In the below code using my vague knowledge i set the bins to 10 and density to true.
Could anyone please provide any insight so as to what the below code does and essentially what a PDF is? Also is there any other better way to compute the PDF for the given data set?
import pandas as pd
import numpy as np
iris = pd.read_csv('iris.csv')
iris_setosa = iris[iris.species == 'setosa']
counts,bin_edges=np.histogram(iris_setosa["petal_length"],bins=10,density=True)
pdf=counts/sum(counts)
Let me put this way -
When you run the below line and print out counts, bin_edges variables
counts, bin_edges = np.histogram(iris_setosa['petal_length'], bins=10,density=True)
The result will be
counts --> [0.22222222 0.22222222 0.44444444 1.55555556 2.66666667 3.11111111 1.55555556 0.88888889 0. 0.44444444]
bin_edges --> [1. 1.09 1.18 1.27 1.36 1.45 1.54 1.63 1.72 1.81 1.9 ]
Data source - Iris Data set Numpy - Numpy
So what the above code does at the back end is the following:
1.Firstly, based on the bin width and the minimum and maximum values in setosa petal length data set, it will first calculate a certain bin width and then create a histogram where X axis would be petal length and Y axis would be the number of flowers. This you can see if you just remove the parameter density from the above code.
counts_number, bin_edges = np.histogram(iris_setosa['petal_length'], bins=10)
This would result in -- counts_number --> [ 1 1 2 7 12 14 7 4 0 2] So this means there is just 1 flower in the bin [1-1.09).
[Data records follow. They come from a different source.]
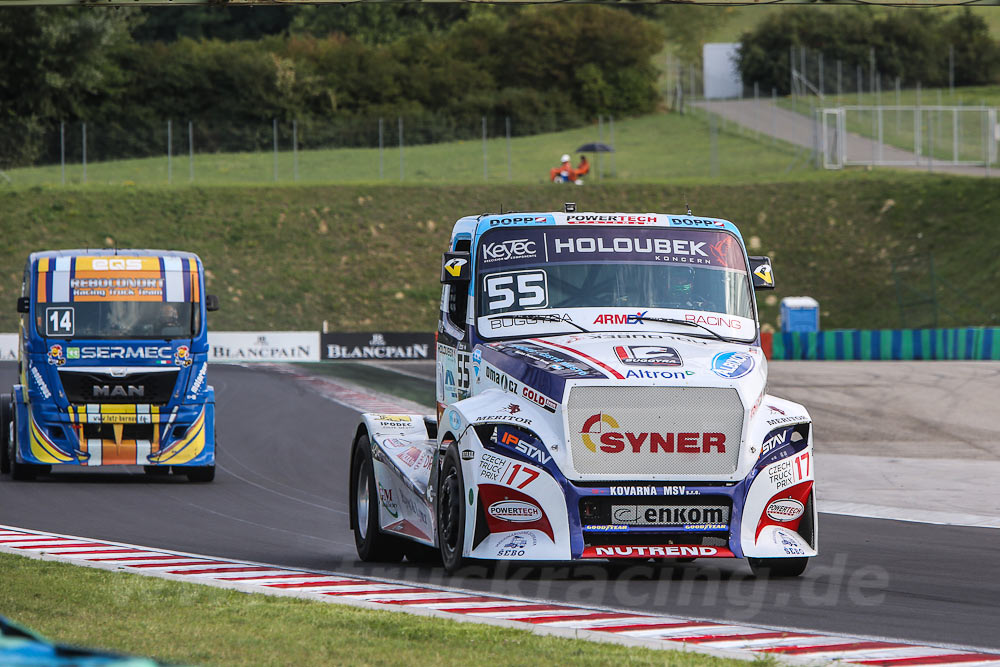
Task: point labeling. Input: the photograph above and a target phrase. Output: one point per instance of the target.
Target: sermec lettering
(636, 551)
(610, 219)
(121, 352)
(117, 264)
(681, 443)
(630, 245)
(517, 221)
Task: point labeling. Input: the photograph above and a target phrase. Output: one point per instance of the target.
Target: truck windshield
(117, 319)
(596, 276)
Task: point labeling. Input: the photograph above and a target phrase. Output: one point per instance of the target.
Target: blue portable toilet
(799, 313)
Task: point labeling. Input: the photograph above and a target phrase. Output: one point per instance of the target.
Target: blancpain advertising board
(273, 346)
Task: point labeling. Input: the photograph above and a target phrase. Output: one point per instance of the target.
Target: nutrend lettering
(613, 441)
(631, 245)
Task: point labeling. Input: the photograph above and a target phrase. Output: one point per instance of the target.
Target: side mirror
(763, 277)
(456, 267)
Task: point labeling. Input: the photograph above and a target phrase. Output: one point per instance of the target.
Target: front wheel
(777, 567)
(373, 545)
(451, 511)
(200, 474)
(5, 404)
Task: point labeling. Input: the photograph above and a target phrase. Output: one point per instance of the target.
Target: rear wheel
(373, 545)
(451, 511)
(777, 567)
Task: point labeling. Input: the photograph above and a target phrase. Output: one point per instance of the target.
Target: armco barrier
(971, 343)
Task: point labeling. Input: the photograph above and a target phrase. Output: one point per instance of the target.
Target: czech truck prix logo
(613, 440)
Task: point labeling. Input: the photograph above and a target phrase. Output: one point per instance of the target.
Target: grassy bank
(656, 148)
(367, 257)
(193, 624)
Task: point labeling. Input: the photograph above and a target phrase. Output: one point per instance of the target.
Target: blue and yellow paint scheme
(56, 425)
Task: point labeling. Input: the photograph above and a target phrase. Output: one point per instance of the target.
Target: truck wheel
(776, 568)
(373, 545)
(4, 433)
(451, 511)
(200, 474)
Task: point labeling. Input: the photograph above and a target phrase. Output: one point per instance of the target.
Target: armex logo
(613, 438)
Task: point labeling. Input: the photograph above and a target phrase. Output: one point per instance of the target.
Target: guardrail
(969, 343)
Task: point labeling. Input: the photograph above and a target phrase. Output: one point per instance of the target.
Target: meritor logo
(612, 440)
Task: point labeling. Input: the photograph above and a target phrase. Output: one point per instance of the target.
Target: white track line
(538, 617)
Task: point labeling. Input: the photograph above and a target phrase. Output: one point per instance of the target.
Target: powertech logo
(508, 250)
(613, 438)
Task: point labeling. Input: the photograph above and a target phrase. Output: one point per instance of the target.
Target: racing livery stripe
(614, 373)
(537, 616)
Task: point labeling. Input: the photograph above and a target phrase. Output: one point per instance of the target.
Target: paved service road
(279, 498)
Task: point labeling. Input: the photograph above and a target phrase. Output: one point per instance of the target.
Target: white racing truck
(601, 394)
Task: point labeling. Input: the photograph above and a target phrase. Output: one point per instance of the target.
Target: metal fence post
(951, 70)
(774, 104)
(600, 156)
(714, 141)
(821, 89)
(509, 171)
(295, 149)
(170, 152)
(880, 144)
(62, 150)
(611, 125)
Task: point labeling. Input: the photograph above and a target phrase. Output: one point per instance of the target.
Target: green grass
(655, 148)
(190, 623)
(367, 258)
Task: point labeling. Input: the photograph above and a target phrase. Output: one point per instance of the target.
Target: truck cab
(601, 394)
(112, 367)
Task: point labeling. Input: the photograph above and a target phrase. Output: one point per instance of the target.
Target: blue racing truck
(112, 363)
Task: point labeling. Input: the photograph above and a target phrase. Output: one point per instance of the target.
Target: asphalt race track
(279, 498)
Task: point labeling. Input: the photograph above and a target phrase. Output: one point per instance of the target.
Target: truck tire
(4, 433)
(373, 545)
(777, 568)
(451, 511)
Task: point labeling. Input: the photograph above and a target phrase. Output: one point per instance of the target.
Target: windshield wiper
(539, 318)
(671, 320)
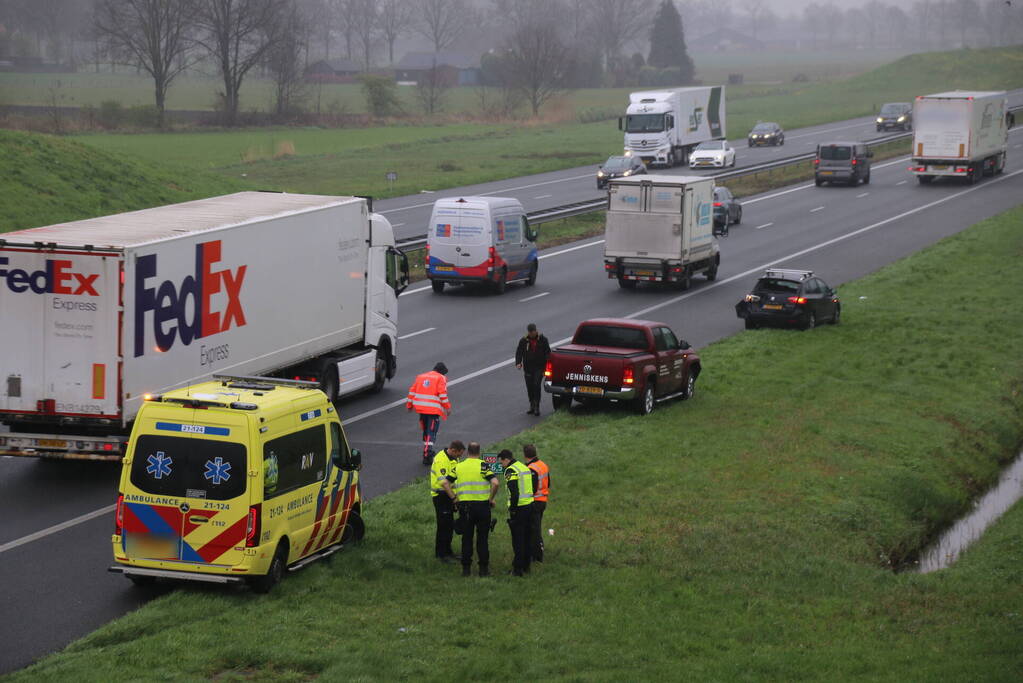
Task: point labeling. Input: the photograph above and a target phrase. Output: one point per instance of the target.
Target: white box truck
(960, 134)
(663, 126)
(660, 229)
(95, 314)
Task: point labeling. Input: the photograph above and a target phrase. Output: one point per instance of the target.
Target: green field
(432, 157)
(748, 534)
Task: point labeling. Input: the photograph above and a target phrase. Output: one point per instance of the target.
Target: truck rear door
(59, 332)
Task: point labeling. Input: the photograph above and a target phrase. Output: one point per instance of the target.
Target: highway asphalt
(53, 560)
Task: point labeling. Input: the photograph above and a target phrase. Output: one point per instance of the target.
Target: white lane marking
(421, 331)
(509, 361)
(834, 240)
(56, 528)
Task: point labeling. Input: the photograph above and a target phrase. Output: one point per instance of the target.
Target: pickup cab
(611, 359)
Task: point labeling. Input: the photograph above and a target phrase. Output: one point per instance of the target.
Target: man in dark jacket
(531, 358)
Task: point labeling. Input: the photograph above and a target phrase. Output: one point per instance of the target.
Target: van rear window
(606, 335)
(836, 152)
(186, 467)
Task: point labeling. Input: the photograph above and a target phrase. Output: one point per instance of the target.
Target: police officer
(443, 465)
(475, 487)
(531, 358)
(521, 483)
(540, 494)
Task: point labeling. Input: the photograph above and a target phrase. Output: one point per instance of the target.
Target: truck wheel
(274, 574)
(328, 380)
(502, 281)
(531, 280)
(380, 372)
(645, 402)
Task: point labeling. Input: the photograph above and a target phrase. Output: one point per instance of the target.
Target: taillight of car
(252, 526)
(119, 515)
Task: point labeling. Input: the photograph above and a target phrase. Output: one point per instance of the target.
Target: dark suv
(845, 162)
(785, 297)
(895, 115)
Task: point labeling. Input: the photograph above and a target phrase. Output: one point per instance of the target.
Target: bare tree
(237, 34)
(395, 19)
(441, 20)
(535, 62)
(153, 34)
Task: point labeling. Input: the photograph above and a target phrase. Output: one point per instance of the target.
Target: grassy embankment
(355, 162)
(746, 535)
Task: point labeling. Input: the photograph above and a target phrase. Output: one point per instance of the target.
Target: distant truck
(621, 360)
(96, 314)
(960, 134)
(664, 126)
(660, 229)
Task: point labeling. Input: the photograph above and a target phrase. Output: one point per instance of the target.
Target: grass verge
(749, 534)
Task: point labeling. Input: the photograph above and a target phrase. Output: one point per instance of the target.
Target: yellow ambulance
(235, 480)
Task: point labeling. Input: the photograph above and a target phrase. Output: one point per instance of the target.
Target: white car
(714, 153)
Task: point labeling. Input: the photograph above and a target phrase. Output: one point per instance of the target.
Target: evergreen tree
(667, 42)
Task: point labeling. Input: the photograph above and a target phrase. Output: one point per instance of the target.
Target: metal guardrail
(601, 203)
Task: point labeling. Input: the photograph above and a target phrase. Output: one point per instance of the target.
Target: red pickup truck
(612, 359)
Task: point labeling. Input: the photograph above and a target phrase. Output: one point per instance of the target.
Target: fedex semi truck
(664, 126)
(96, 314)
(960, 134)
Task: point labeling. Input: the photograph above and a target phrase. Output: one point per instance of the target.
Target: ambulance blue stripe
(152, 521)
(194, 428)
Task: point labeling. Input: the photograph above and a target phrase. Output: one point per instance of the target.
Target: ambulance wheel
(273, 575)
(140, 581)
(502, 281)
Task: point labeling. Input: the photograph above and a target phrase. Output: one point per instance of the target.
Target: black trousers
(534, 381)
(477, 516)
(444, 507)
(520, 520)
(536, 530)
2.Next it will calculate the relative frequency for each data point i.e it will divide the counts_number by total number of flowers(Here 50. I got this value from the data set available on google). You can see this by this :
rel_freq =counts_number/50
print(rel_freq)
This would result in -- > [0.02 0.02 0.04 0.14 0.24 0.28 0.14 0.08 0. 0.04]
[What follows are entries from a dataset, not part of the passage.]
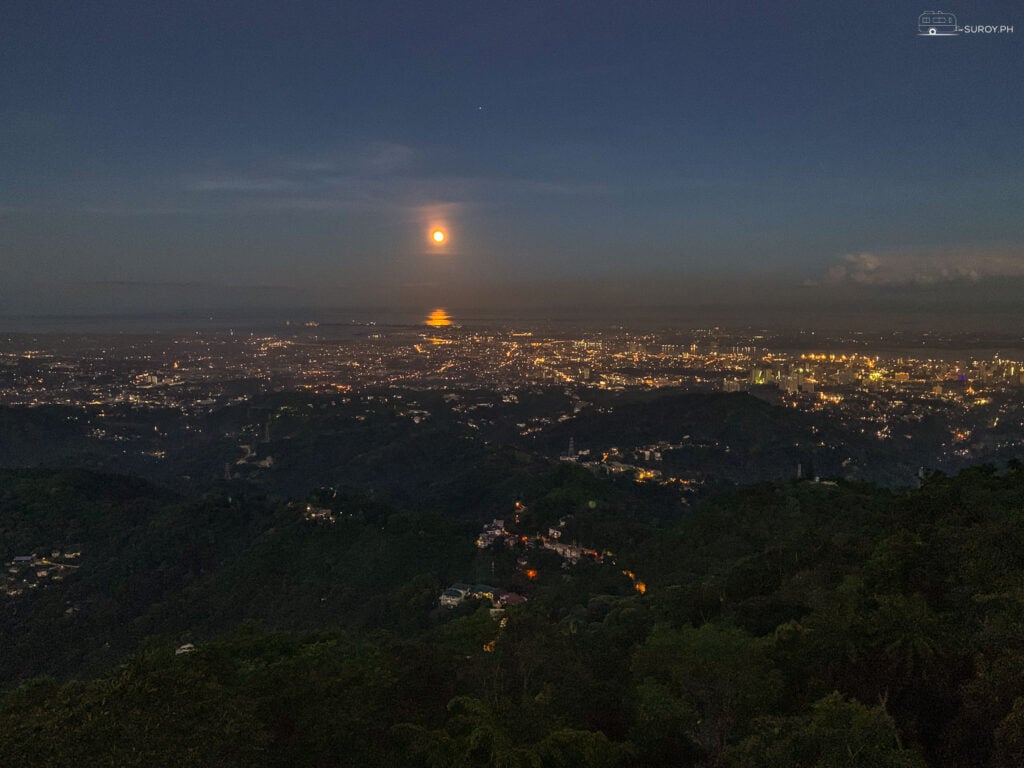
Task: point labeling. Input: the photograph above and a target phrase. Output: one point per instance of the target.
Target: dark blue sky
(310, 145)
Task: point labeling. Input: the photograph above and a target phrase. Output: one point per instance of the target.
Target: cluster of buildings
(34, 570)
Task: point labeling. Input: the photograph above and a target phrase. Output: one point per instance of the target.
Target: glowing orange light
(438, 318)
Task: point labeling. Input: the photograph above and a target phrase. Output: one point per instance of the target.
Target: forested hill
(794, 624)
These are relative frequencies and can also be interpreted as probability values. This interpretation is based on the concept of law of large numbers ([Law of large numbers])3
3.The Y values in any PDF´s are not actual probabilities, but are probability density. So if you divide the rel_freq by the bin width, we would get
--> [0.22222222 0.22222222 0.44444444 1.55555556 2.66666667 3.11111111 1.55555556 0.88888889 0. 0.44444444]
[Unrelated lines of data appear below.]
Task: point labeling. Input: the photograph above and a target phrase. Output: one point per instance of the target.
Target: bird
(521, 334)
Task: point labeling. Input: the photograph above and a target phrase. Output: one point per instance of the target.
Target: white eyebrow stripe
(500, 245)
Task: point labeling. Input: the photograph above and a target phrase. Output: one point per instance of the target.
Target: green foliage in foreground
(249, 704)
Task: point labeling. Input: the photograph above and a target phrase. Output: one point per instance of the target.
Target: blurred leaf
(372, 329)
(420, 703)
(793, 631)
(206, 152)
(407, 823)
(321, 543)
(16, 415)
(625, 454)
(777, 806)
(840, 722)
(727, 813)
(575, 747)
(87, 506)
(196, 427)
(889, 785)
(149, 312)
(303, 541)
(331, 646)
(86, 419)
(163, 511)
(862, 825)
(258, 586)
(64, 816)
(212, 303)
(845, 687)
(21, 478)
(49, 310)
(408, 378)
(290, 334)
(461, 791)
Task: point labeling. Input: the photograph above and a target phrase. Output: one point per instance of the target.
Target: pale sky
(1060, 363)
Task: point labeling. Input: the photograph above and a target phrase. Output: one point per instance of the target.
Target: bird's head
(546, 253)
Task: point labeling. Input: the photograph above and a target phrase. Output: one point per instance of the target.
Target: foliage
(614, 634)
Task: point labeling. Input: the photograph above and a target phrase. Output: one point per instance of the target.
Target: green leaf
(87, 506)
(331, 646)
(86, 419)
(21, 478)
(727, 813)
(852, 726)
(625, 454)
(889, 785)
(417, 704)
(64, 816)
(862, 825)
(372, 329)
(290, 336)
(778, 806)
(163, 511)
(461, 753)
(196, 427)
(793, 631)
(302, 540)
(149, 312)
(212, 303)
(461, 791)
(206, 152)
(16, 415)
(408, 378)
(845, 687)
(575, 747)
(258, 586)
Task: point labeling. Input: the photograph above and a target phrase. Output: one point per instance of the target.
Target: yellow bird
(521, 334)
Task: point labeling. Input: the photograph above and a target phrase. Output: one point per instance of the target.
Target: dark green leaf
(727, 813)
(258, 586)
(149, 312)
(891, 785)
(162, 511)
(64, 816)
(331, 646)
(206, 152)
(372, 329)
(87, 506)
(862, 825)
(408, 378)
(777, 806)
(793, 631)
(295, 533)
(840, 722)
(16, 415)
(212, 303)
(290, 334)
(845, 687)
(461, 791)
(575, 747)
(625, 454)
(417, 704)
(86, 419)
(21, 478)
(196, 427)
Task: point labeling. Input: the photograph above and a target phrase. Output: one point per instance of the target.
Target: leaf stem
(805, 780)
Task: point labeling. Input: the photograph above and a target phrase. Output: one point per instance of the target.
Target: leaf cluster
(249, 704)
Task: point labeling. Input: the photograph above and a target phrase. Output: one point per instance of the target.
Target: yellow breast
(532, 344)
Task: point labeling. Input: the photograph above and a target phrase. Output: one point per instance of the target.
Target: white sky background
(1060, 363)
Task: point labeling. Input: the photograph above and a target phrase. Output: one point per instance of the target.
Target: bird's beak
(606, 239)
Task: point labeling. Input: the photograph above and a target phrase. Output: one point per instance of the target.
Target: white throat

As you can see, this is same as the one which we got just by using density =True parameter
As you have not provided the complete code as what you are trying to do after calculating variable pdf . Let me make my assumptions and explain it further.
The Y axis values in any PDF will/can be more than 1 as they are densities and not probabilities. The code line in your program
pdf=counts/sum(counts)
normalizes the pdf numpy array. To put it in a more sensible way, the above line of code is doing the same thing as multiplying the counts array with bin width i.e. it is recalculating the relative frequencies(a.k.a probabilities) from the densities. So, if you run this below code line
print(counts*0.09) -- > here 0.09 is the bin width for bin size of 10
It will give --- > [0.02 0.02 0.04 0.14 0.24 0.28 0.14 0.08 0. 0.04]
This is exactly same as the variable pdf
Now, may be you can use this pdf array to calculate the cdf as CDF is the cumulative sum of the probabilities at each bin width. Using the counts directly in calculating CDF would not make sense.
Now, if we plot the pdfs with the help of below lines of code. Note - Make sure you import relevant libraries to plot . Below is just a example code
plt.plot(bin_edges[1:],pdf,label="normalised_pdf")
plt.plot(bin_edges[1:],counts,label="actual_pdf")
This would result in
You can see in the graph that, they are just scaled version of each other.